The male characters seem cartoonish by comparison. If Gilbert Melki goes completely over the top as the Archvillain, he is only doing what the script demands. Antoine Dulery is more nuanced as a fictional version of the chairman of the organising committee and the script develops greater sophistication towards the end in giving him a degree of redemption. The same is true of the cowardly fiancé played by Theo Fernandez, who eventually finds some moral courage to make up for his lack of the physical kind. The most interesting male performance comes from Stephane Guillon as Celestin Hennion, a significant figure in the history of French policing, but not enough is made of the character after a strong start - perhaps out of fear that he might have overshadowed the female protagonists.

Bonfire of Destiny

A great deal of money seems to have been invested in giving us an authentic feeling of time and place. The production design, props, and set dressing departments deserve high commendation. There are some beautiful locations, mainly those representing the houses of the rich. As a result, we get a strong sense of the romantic glamour of La Belle Epoque, but also a good contrast with the squalor of the poorer districts of Paris at the time, even if the sets for the latter are sometimes a bit too reminiscent of Les Misérables.

Bonfire of Destiny

Although the script plays fast and loose with history, it deserves its share of the credit for some fine period details. For example, a newspaper boy shouts about France's new cannon - because it was in 1897 that the famous French "75" was officially brought into service. On a more contemporary note, one sees a lot of shots of Notre Dame de Paris in the background, and one cannot help wondering if this is a deliberate visual reference, given that another disastrous fire gutted Notre Dame while production was taking place. Incidentally, another, much smaller Notre Dame, a chapel known as Notre Dame de Consolation, was built on the site of the 1897 fire.
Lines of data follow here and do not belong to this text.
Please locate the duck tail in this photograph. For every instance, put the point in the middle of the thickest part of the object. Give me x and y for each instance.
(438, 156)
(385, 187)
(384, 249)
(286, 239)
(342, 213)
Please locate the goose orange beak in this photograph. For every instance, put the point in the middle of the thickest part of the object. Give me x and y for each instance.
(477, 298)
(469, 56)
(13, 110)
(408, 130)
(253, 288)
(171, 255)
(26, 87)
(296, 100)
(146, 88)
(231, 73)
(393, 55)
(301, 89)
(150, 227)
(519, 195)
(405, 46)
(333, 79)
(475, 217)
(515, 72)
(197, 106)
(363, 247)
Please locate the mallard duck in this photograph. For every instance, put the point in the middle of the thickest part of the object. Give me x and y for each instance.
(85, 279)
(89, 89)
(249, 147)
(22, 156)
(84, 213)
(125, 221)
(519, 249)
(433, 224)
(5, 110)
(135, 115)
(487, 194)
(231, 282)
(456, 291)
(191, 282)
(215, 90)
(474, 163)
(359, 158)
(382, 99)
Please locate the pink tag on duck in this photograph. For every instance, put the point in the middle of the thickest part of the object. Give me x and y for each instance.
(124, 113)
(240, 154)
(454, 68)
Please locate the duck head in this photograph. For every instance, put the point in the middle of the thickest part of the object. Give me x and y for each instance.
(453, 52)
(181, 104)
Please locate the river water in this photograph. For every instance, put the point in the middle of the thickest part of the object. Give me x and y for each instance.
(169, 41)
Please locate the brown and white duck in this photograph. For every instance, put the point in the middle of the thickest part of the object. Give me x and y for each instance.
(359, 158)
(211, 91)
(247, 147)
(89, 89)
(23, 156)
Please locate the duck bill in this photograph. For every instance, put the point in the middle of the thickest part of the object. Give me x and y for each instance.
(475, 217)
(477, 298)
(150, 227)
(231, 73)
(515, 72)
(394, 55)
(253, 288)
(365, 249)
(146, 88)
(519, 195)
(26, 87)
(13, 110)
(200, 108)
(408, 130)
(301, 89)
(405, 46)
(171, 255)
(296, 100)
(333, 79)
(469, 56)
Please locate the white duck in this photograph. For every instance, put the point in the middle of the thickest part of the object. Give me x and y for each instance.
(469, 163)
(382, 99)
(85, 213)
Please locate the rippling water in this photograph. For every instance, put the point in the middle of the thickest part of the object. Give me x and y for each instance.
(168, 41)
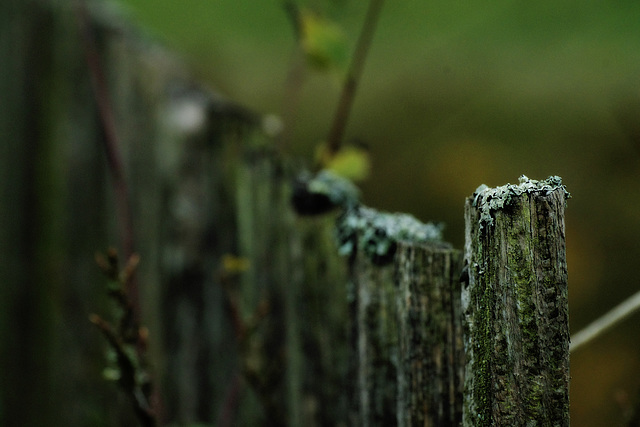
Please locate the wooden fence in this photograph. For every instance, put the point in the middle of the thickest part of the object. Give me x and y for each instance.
(258, 314)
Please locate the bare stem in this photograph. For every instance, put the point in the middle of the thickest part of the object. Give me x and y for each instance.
(334, 139)
(606, 322)
(111, 145)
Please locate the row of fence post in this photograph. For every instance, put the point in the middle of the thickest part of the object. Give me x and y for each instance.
(443, 339)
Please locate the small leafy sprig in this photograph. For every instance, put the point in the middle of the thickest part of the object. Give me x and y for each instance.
(126, 338)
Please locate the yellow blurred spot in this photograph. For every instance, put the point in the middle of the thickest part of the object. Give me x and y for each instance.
(234, 264)
(351, 162)
(323, 41)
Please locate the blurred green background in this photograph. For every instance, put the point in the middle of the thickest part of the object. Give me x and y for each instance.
(456, 94)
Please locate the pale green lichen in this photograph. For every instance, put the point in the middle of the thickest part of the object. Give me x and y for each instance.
(377, 233)
(488, 200)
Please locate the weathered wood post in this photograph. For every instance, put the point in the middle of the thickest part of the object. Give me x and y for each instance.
(431, 356)
(371, 239)
(515, 306)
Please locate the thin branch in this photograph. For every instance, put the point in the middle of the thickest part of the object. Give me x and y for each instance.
(336, 134)
(111, 141)
(606, 322)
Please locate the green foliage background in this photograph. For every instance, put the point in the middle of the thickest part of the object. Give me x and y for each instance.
(456, 94)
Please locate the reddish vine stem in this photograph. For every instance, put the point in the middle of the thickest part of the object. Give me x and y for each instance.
(148, 415)
(336, 134)
(111, 145)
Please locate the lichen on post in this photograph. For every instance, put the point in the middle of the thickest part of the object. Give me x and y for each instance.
(515, 304)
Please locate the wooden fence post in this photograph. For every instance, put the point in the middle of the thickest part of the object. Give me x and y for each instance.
(431, 354)
(371, 239)
(515, 306)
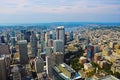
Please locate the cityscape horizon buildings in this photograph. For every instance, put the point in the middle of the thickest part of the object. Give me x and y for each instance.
(60, 40)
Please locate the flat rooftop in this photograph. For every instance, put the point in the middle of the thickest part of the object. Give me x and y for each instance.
(65, 69)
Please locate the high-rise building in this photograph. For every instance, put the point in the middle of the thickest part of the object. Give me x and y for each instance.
(39, 65)
(13, 41)
(71, 35)
(47, 37)
(27, 36)
(49, 65)
(90, 52)
(4, 49)
(2, 69)
(60, 33)
(58, 46)
(23, 52)
(16, 73)
(58, 58)
(33, 42)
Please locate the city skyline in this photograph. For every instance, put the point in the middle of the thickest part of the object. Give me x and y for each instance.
(39, 11)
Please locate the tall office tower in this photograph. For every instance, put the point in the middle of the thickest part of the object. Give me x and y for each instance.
(50, 43)
(13, 39)
(90, 52)
(3, 72)
(16, 73)
(58, 58)
(71, 35)
(7, 37)
(4, 49)
(39, 65)
(13, 34)
(27, 36)
(13, 42)
(60, 33)
(33, 42)
(23, 51)
(49, 65)
(2, 40)
(52, 35)
(58, 46)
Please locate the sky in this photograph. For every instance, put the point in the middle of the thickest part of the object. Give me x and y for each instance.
(43, 11)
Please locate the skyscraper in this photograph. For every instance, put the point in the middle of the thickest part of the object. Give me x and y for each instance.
(39, 65)
(33, 42)
(58, 46)
(23, 52)
(60, 33)
(2, 69)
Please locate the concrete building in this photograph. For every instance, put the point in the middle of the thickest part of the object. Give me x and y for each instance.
(97, 57)
(58, 46)
(58, 58)
(13, 42)
(16, 73)
(103, 64)
(39, 65)
(33, 42)
(4, 49)
(49, 65)
(82, 60)
(87, 66)
(23, 51)
(3, 72)
(60, 33)
(65, 72)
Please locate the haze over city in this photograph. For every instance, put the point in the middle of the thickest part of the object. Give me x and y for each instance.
(43, 11)
(59, 39)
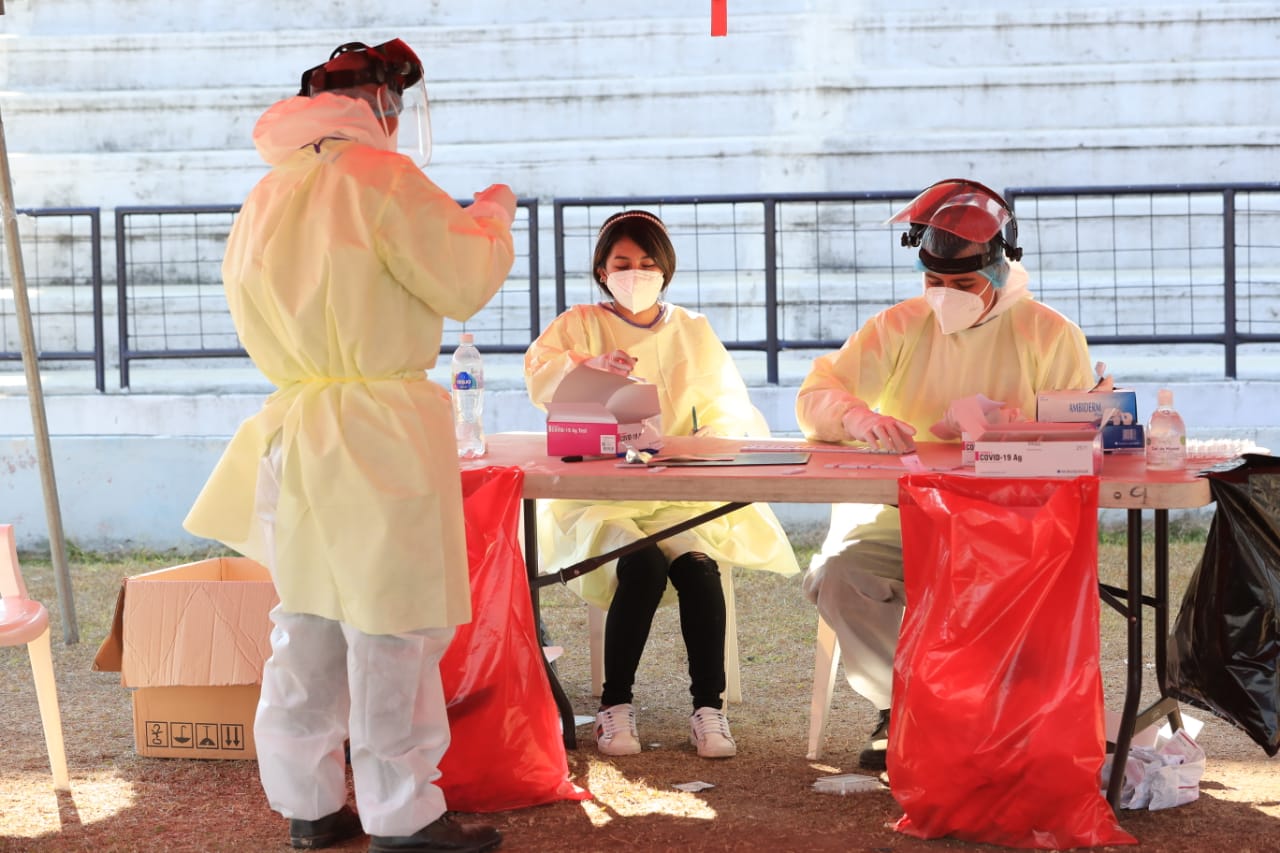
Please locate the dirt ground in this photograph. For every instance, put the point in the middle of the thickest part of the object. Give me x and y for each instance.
(760, 799)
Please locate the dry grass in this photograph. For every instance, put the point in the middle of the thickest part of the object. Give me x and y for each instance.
(762, 799)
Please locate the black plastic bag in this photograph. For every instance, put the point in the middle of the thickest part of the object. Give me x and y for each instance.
(1224, 651)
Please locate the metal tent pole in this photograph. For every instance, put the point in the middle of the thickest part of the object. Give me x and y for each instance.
(35, 393)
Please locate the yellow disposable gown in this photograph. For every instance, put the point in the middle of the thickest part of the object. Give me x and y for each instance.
(691, 369)
(903, 365)
(339, 269)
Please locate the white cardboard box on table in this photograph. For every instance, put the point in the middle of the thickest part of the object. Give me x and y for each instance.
(597, 413)
(1038, 450)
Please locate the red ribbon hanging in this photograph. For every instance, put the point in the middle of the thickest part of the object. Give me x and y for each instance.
(720, 17)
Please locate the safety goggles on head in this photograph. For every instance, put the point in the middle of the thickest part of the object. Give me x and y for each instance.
(394, 71)
(391, 63)
(967, 209)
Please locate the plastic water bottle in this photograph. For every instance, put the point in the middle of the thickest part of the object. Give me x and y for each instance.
(1166, 436)
(467, 392)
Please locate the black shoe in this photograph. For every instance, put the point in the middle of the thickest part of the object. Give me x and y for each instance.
(439, 836)
(327, 831)
(872, 757)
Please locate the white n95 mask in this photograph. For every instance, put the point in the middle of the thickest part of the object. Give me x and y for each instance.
(955, 310)
(635, 290)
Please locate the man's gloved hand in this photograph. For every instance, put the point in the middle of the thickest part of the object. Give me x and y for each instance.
(616, 361)
(878, 430)
(497, 201)
(967, 411)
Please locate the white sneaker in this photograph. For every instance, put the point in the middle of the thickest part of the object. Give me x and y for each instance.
(616, 730)
(709, 733)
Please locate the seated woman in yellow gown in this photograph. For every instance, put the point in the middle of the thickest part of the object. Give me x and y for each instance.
(676, 350)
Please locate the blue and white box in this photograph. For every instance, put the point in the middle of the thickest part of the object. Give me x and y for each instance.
(1115, 413)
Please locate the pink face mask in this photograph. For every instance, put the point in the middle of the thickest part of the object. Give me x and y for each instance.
(635, 290)
(955, 310)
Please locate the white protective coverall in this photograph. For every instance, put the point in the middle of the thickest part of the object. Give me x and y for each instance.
(691, 369)
(903, 365)
(339, 269)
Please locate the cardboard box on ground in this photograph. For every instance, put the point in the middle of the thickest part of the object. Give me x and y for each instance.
(597, 413)
(190, 641)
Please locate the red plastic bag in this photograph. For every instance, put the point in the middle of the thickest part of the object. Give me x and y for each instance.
(506, 749)
(997, 731)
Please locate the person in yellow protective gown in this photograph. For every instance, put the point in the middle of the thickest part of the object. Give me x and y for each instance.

In the end, The Bonfire of Destiny is basically soap, but it is well packaged soap. It feels oddly familiar, a bit like the classic American "miniseries" of the Seventies and Eighties. Viewed as such, rather than as a piece of agitprop, it is very entertaining. It was sufficiently successful for Netflix and TF1 to reunite with the same production team for another historical drama, Les Combattantes, known in English as Women At War, with the same three leading ladies, albeit playing very different characters and set a few years later - at the beginning of the Great War, when La Belle Epoque came crashing to its end. However, that, as they say, is literally another story.